OpenAI contrata al arquitecto de IA de Trump y a Shazeer de Google.
OpenAI está contratando para su debut en el mercado de valores en dos frentes muy diferentes. Uno es el laboratorio de investigación. El otro es Washington. Esta semana, la compañía anunció que Dean Ball se unirá el 6 de julio para liderar un nuevo equipo llamado Futuros Estratégicos. Ball no es un investigador. Es un operador de políticas y, hasta hace poco, ayudó a redactar las reglas de IA del gobierno de EE. UU.
¿Quién es Dean Ball? Ball fue un asesor senior de IA en la Oficina de Política Científica y Tecnológica de la Casa Blanca. Allí, fue uno de los principales autores del "Plan de Acción de IA" de la administración Trump. En OpenAI, reportará al director de estrategia Jason Kwon. Su nuevo equipo tiene un amplio mandato. Estudiará los riesgos de la IA de frontera, los efectos en los empleos y cómo se integran los laboratorios, los gobiernos y la sociedad. En resumen, se trata de la política de la IA poderosa, no de su ingeniería.
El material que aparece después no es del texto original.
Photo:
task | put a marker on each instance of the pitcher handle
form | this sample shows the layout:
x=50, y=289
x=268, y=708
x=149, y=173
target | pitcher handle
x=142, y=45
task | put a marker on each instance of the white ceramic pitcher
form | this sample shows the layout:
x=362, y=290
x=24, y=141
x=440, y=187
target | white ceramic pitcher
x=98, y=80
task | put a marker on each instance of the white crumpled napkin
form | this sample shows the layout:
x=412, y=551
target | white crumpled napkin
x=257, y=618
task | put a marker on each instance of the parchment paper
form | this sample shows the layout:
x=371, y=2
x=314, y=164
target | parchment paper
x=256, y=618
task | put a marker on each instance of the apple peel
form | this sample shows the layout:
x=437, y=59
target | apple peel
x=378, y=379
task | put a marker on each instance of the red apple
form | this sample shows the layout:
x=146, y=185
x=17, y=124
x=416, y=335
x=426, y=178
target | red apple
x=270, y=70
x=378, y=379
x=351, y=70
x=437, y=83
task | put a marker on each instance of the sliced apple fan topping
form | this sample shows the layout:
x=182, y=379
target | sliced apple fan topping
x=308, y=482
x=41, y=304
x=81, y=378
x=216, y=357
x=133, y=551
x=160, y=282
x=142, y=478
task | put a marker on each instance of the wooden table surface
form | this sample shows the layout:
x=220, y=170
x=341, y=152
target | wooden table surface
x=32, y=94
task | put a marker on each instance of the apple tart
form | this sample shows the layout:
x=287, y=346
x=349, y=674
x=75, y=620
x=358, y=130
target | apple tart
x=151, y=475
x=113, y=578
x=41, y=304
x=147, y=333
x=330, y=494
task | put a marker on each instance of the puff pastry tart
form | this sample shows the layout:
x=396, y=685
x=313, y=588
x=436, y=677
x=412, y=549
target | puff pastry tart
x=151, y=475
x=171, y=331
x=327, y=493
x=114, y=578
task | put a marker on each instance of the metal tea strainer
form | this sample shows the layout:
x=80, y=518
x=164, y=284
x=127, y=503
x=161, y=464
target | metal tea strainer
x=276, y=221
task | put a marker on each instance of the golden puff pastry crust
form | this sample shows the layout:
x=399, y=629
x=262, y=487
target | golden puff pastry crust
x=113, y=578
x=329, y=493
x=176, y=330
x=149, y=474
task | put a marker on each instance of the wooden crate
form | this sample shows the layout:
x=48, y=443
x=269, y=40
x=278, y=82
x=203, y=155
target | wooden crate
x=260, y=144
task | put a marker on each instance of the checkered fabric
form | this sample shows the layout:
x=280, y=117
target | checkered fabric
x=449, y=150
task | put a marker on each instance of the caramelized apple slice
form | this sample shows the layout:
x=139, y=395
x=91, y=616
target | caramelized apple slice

La otra contratación La firma de políticas llega días después de una contratación de mayor renombre. Noam Shazeer, co-líder de Gemini y co-inventor del transformador, también está dejando Google para unirse a OpenAI. Juntas, las dos contrataciones parecen una combinación deliberada. Una es para la frontera de la tecnología. La otra es para la frontera de las reglas.
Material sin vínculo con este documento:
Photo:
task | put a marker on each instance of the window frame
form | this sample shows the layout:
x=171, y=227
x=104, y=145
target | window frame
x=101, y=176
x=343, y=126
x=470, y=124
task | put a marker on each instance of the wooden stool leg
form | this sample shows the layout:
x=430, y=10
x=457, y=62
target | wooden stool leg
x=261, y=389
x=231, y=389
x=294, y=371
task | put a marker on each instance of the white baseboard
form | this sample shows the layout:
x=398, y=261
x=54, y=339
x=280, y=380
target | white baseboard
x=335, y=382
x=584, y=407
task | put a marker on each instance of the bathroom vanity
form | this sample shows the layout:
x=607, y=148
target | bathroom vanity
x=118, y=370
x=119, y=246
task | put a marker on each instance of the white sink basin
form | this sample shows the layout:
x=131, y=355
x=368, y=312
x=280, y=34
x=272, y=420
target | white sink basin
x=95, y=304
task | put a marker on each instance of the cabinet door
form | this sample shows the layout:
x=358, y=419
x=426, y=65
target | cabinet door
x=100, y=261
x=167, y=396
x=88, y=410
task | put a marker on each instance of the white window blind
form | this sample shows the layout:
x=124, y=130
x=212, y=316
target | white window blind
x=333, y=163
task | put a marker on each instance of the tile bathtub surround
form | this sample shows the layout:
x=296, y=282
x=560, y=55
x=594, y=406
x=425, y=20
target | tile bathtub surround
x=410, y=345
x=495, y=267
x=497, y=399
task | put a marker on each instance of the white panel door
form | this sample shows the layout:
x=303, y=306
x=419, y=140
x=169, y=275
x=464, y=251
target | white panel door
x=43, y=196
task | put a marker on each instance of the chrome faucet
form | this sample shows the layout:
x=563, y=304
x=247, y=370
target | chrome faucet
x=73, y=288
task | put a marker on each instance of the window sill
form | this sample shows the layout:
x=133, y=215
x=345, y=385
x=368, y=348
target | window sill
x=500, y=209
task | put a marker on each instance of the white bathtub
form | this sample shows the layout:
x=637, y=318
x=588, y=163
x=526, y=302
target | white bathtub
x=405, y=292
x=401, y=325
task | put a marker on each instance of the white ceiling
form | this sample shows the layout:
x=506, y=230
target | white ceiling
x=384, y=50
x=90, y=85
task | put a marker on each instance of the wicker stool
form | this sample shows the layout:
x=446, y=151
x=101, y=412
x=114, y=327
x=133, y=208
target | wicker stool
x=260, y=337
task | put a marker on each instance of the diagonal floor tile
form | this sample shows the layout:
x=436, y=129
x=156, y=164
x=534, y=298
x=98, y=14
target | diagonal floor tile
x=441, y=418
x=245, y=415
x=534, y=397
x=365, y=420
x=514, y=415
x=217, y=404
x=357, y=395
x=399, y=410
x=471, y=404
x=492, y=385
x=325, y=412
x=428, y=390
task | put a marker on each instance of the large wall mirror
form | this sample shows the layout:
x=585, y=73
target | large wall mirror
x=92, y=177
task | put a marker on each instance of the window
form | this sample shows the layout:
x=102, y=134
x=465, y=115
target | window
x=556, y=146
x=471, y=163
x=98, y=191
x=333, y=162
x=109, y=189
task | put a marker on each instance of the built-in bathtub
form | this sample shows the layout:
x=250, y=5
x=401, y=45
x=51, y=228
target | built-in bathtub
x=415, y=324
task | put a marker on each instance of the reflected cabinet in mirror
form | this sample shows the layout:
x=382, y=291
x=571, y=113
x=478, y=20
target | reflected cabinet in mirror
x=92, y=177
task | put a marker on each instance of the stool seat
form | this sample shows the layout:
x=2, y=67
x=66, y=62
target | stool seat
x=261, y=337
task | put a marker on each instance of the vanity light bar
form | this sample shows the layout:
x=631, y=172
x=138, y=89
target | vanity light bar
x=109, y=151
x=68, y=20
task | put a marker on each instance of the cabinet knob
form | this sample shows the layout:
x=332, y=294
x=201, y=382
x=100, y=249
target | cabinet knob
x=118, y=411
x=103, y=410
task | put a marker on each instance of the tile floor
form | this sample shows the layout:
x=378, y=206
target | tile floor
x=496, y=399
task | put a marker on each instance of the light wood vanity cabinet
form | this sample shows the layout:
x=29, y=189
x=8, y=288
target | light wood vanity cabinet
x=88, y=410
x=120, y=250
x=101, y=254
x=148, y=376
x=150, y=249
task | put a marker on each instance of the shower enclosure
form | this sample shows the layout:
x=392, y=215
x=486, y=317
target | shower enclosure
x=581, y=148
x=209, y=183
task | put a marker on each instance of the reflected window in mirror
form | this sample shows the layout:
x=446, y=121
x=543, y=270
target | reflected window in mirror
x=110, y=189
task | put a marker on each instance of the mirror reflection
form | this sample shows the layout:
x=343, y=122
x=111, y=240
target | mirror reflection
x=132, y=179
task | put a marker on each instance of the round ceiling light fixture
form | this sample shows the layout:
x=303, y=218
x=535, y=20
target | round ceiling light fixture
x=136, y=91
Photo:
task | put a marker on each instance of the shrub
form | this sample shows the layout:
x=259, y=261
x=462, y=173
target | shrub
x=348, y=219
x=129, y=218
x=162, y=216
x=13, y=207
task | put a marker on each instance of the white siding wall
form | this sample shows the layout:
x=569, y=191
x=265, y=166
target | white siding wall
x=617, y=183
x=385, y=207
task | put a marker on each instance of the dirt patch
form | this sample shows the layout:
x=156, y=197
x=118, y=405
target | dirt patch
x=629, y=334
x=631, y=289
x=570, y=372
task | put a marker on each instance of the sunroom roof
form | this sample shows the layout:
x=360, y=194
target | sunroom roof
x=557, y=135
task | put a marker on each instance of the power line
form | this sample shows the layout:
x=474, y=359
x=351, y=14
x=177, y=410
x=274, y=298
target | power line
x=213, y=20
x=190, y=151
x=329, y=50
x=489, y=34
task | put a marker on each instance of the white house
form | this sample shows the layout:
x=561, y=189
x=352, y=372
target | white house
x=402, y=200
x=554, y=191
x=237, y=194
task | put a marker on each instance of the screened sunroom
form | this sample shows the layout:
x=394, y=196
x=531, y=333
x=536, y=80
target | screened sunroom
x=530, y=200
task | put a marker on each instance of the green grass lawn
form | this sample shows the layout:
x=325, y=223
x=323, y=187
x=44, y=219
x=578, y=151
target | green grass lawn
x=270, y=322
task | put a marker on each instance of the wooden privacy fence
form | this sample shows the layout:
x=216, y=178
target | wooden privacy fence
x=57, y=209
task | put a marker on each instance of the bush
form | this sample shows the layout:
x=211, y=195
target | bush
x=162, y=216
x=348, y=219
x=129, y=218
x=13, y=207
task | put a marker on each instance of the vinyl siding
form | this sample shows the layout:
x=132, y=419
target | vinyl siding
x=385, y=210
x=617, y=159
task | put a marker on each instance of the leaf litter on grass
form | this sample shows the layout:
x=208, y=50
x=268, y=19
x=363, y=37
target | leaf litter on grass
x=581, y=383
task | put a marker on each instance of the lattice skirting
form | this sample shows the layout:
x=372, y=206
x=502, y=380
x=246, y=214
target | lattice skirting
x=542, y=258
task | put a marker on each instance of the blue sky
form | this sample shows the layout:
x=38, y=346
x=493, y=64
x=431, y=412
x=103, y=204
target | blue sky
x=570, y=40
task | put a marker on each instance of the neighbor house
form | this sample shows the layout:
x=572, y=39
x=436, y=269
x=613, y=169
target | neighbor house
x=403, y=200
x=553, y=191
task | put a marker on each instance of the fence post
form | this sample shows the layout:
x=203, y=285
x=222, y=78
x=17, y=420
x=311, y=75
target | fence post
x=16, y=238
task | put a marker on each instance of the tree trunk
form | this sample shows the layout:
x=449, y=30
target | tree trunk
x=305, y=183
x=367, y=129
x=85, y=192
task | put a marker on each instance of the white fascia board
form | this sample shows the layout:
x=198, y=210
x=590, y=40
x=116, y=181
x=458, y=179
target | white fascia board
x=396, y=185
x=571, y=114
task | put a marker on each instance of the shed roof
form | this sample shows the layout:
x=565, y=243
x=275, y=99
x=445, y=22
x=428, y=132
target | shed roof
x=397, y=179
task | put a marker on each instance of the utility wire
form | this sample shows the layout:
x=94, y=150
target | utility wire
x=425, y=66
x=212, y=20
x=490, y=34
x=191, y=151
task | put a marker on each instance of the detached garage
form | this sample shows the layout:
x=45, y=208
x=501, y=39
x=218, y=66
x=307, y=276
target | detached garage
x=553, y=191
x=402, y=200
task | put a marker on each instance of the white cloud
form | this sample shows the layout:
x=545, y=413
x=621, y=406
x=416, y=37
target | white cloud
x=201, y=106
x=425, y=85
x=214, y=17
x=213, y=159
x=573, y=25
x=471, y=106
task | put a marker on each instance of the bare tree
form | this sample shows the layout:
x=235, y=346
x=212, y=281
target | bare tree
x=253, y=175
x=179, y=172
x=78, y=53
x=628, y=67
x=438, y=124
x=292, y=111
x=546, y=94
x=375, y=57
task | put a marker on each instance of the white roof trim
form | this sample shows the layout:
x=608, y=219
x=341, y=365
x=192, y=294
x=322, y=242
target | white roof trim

Ninguno de los dos hombres es poco controvertido. Shazeer cofundó Character.AI, una startup de chatbot que ha resuelto demandas sobre la seguridad de los menores, y OpenAI enfrenta demandas por muerte injusta y seguridad relacionadas con ChatGPT. El talento que está adquiriendo, en otras palabras, viene con su propia carga.
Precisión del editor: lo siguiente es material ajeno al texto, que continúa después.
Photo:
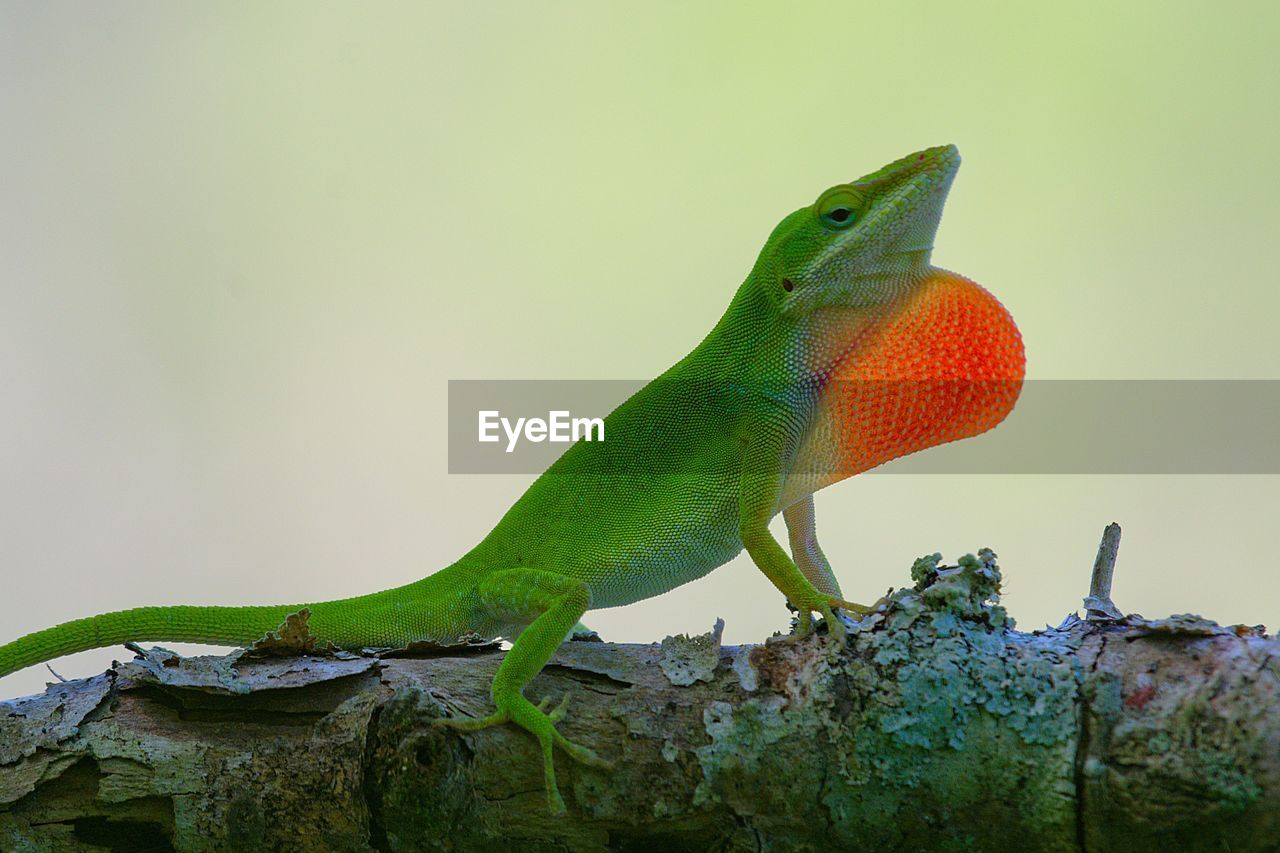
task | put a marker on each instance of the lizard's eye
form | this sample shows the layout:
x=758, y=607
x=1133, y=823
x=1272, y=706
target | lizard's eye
x=839, y=208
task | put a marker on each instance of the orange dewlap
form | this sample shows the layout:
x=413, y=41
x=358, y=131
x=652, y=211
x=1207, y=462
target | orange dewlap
x=945, y=365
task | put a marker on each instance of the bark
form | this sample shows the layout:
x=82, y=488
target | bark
x=937, y=726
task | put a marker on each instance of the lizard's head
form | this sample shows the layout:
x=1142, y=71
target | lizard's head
x=860, y=243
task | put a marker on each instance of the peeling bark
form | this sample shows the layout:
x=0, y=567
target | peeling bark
x=937, y=726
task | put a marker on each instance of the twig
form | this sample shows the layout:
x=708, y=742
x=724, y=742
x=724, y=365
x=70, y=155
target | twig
x=1098, y=603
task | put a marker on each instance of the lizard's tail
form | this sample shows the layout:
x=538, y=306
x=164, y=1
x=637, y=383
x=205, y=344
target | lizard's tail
x=384, y=619
x=181, y=624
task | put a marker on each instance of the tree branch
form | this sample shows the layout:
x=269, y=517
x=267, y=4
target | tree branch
x=938, y=726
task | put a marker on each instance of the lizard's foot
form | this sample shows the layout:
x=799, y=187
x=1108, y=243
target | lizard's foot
x=827, y=606
x=539, y=723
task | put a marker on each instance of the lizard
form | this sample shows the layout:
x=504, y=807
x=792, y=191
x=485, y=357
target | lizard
x=841, y=350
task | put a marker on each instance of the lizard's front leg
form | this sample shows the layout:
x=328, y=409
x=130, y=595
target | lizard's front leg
x=552, y=605
x=809, y=559
x=758, y=493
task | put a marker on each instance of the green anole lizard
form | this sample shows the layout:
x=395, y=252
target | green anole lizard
x=841, y=350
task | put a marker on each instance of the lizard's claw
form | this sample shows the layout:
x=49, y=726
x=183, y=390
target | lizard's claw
x=827, y=606
x=539, y=723
x=557, y=714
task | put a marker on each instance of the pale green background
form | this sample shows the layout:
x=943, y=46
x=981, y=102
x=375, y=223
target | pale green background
x=245, y=246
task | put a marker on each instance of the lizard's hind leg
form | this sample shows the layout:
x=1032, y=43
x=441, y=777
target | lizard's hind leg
x=551, y=605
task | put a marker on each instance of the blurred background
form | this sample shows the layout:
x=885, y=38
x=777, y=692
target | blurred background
x=245, y=246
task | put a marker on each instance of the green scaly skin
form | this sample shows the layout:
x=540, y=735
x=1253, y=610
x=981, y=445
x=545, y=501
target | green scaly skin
x=693, y=469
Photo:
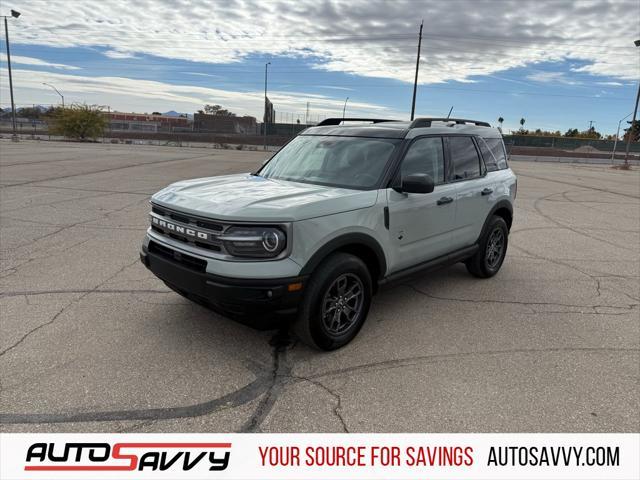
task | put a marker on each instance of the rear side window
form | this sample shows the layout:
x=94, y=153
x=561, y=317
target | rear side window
x=495, y=158
x=466, y=163
x=425, y=155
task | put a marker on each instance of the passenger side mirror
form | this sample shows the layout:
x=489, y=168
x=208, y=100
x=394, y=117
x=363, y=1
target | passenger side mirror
x=417, y=183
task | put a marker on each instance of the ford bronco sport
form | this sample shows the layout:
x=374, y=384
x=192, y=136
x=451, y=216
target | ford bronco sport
x=337, y=212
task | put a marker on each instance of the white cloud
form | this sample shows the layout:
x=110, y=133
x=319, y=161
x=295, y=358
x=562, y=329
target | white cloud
x=200, y=74
x=20, y=60
x=127, y=94
x=118, y=54
x=463, y=38
x=552, y=77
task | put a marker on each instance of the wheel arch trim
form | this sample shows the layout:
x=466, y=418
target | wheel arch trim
x=347, y=239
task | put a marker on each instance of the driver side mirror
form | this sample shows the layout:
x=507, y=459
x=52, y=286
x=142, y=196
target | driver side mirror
x=417, y=183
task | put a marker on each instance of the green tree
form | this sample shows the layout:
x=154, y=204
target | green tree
x=81, y=121
x=635, y=132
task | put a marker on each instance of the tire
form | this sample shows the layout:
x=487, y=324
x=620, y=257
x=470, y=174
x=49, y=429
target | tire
x=487, y=261
x=328, y=291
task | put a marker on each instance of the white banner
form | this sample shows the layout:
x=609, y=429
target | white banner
x=319, y=456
¿Por qué ahora? El momento apunta a la OPI. OpenAI se está preparando para salir a bolsa después de un año de gastos elevados, y gastó $34 mil millones solo el año pasado. Un debut en el mercado también invita al escrutinio, y OpenAI ya tiene mucho. Solo días después de presentar su solicitud, atrajo una investigación por parte de 42 fiscales generales estatales.
El clima político también importa. OpenAI ha navegado por Washington más suavemente que sus rivales, y el contraste es marcado en este momento. Solo la semana pasada, la administración Trump obligó a Anthropic a retirar sus modelos más nuevos debido a las reglas de exportación. Así que OpenAI está asegurando a un insider justo cuando un competidor se ve presionado.
Eso hace que contratar a la persona que ayudó a redactar la política federal de IA parezca astuto. También plantea una pregunta. Cuando el arquitecto del plan de IA del gobierno se une a la compañía de IA más valiosa, la línea entre redactar las reglas y beneficiarse de ellas se vuelve más difícil de ver.
Para ser justos, Ball no es un animador de la industria. Es un crítico frecuente tanto de las empresas de IA como del gobierno, y OpenAI lo presenta como alguien para "probar" su pensamiento. También mantendrá un papel en un grupo de reflexión, la Fundación para la Innovación Americana. Aún así, la óptica es lo que es.
¿Por qué es importante? Si se quitan los nombres, el mensaje es simple. OpenAI cree que su próxima fase se decidirá tanto en las legislaturas como en los laboratorios. Así que está contratando para ambos. Para una empresa que está a punto de pedir a los inversores públicos que la respalden, eso puede ser la señal más reveladora de todas.